F2 resource populations have been used extensively to map QTL segregating between pig breeds. A limitation associated with the use of these resource populations for fine mapping of QTL is the reduced number of founding individuals and recombinations of founding haplotypes occurring in the population. These limitations, however, become advantageous when attempting to impute unobserved genotypes using within family segregation information.
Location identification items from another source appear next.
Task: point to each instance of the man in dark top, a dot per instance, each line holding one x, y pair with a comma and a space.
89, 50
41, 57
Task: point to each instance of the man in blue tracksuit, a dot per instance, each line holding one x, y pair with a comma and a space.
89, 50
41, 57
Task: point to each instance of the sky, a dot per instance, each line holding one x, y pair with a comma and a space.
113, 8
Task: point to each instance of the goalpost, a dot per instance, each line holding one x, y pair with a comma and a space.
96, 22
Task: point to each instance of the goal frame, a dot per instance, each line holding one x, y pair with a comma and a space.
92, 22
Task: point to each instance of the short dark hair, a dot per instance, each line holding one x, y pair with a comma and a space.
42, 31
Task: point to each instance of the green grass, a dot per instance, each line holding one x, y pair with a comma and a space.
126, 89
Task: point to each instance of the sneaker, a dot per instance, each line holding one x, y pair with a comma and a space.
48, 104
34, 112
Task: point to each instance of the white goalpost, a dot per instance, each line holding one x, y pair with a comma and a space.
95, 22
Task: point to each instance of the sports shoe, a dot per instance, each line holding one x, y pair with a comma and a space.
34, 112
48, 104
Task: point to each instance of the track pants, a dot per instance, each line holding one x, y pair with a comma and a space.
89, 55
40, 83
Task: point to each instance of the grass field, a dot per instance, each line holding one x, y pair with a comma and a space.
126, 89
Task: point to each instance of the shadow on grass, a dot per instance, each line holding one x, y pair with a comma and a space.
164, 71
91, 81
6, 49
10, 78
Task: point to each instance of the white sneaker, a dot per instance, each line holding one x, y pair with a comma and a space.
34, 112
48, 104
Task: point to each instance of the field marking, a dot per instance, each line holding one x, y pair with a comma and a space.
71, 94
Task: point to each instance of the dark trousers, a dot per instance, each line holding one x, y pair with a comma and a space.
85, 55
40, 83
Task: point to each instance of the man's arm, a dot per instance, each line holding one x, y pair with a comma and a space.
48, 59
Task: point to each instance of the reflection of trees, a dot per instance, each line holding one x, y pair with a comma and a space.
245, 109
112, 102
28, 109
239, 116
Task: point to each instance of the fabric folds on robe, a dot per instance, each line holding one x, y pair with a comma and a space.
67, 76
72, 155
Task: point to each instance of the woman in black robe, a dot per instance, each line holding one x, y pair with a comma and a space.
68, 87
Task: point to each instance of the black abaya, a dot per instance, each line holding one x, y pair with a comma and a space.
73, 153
A trade-off would be to re-type F2 populations using high density SNP panels for founding individuals and low density panels (tagSNP) in F2 individuals followed by imputation. Subsequently a combined meta-analysis of several populations would provide adequate power and resolution for QTL mapping, and could be achieved at relatively low cost. Such a strategy allows the wealth of phenotypic information that has previously been obtained on experimental resource populations to be further mined for QTL identification. In this study we used experimental and simulated high density genotypes (HD-60K) from an F2 cross to estimate imputation accuracy under several genotyping scenarios.

Results

Selection of tagSNP using physical distance or linkage disequilibrium information produced similar imputation accuracies. In particular, tagSNP sets averaging 1 SNP every 2.1 Mb (1,200 SNP genome-wide) yielded imputation accuracies (IA) close to 0.97. If instead of using custom panels, the commercially available 9K chip is used in the F2, IA reaches 0.99. In order to attain such high imputation accuracy the F0 and F1 generations should be genotyped at high density. Alternatively, when only the F0 is genotyped at HD, while F1 and F2 are genotyped with a 9K panel, IA drops to 0.90.

Conclusions

Combining 60K and 9K panels with imputation in F2 populations is an appealing strategy to re-genotype existing populations at a fraction of the cost.